How working memory works: What you need to know

A New Yorker cartoon has a man telling his glum wife, “Of course I care about how you imagined I thought you perceived I wanted you to feel.” There are a number of reasons you might find that funny, but the point here is that it is very difficult to follow all the layers. This is a sentence in which mental attributions are made to the 6^th level, and this is just about impossible for us to follow without writing it down and/or breaking it down into chunks.

According to one study, while we can comfortably follow a long sequence of events (A causes B, which leads to C, thus producing D, and so on), we can only comfortably follow four levels of intentionality (A believes that B thinks C wants D). At the 5^th level (A wants B to believe that C thinks that D wants E), error rates rose sharply to nearly 60% (compared to 5-10% for all levels below that).

Why do we have so much trouble following these nested events, as opposed to a causal chain?
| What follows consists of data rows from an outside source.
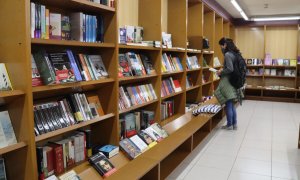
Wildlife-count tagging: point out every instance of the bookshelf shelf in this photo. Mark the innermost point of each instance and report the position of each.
(171, 95)
(137, 106)
(8, 94)
(13, 147)
(171, 73)
(71, 43)
(136, 78)
(254, 75)
(173, 50)
(70, 85)
(193, 87)
(81, 5)
(287, 77)
(193, 70)
(282, 67)
(72, 128)
(122, 46)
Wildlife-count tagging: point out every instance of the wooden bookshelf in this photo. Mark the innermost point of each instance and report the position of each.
(71, 43)
(72, 128)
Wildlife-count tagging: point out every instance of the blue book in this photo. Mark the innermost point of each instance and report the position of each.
(74, 65)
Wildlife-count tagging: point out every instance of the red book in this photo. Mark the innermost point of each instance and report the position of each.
(58, 158)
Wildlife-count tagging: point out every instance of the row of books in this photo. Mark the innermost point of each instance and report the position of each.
(259, 71)
(64, 67)
(281, 72)
(73, 109)
(131, 34)
(110, 3)
(5, 83)
(133, 64)
(192, 62)
(170, 86)
(170, 64)
(78, 26)
(55, 157)
(133, 95)
(279, 62)
(189, 82)
(254, 61)
(133, 122)
(142, 141)
(167, 109)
Let’s talk about working memory.

Working memory (WM) has evolved over the years from a straightforward “short-term memory store” to the core of human thought. It’s become the answer to almost everything, invoked for everything related to reasoning, decision-making, and planning. And of course, it’s the first and last port of call for all things memory — to get stored in long-term memory an item first has to pass through WM, where it’s encoded; when we retrieve an item from memory, it again passes through WM, where the code is unpacked.

So, whether or not the idea of working memory has been over-worked, there is no doubt at all that it is utterly crucial for cognition.

Working memory has also been equated with attentional control, and working memory and attention are often used almost interchangeably. And working memory capacity (WMC) varies among individuals. Those with a higher WMC have an obvious advantage in reasoning, comprehension, remembering. No surprise then that WMC correlates highly with fluid intelligence.

So let’s talk about working memory capacity.

The idea that working memory can hold 7 (+/-2) items has passed into popular culture (the “magic number 7”). More recent research, however, has circled around the number 4 (+/-1). Not only that, but a number of studies suggest that in fact the true number of items we can attend to is only one. What’s the answer? (And where does it leave our high- and low-capacity individuals? There’s not a lot of room to vary there.)

Well, in one sense, 7 is still fine — that’s the practical sense. Seven items (5-9) is about what you can hold if you can rehearse them. So those who are better able to rehearse and chunk will have a higher working memory capacity (WMC). That will be affected by processing speed, among other factors.

But there is a very large body of evidence now pointing to working memory holding only four items, and a number of studies indicating that most likely we can only pay attention to one of these items at a time. So you can envision this either as a focus of attention, which can only hold one item, and a slightly larger “outer store” or area of “direct access” which can hold another three, or as a mental space holding four items of which only one can be the focus at any one time.

A further tier, which may be part of working memory or part of long-term memory, probably holds a number of items “passively”. That is, these are items you’ve put on the back burner; you don’t need them right at the moment, but you don’t want them to go too far either. (See my recent news item for more on all this.)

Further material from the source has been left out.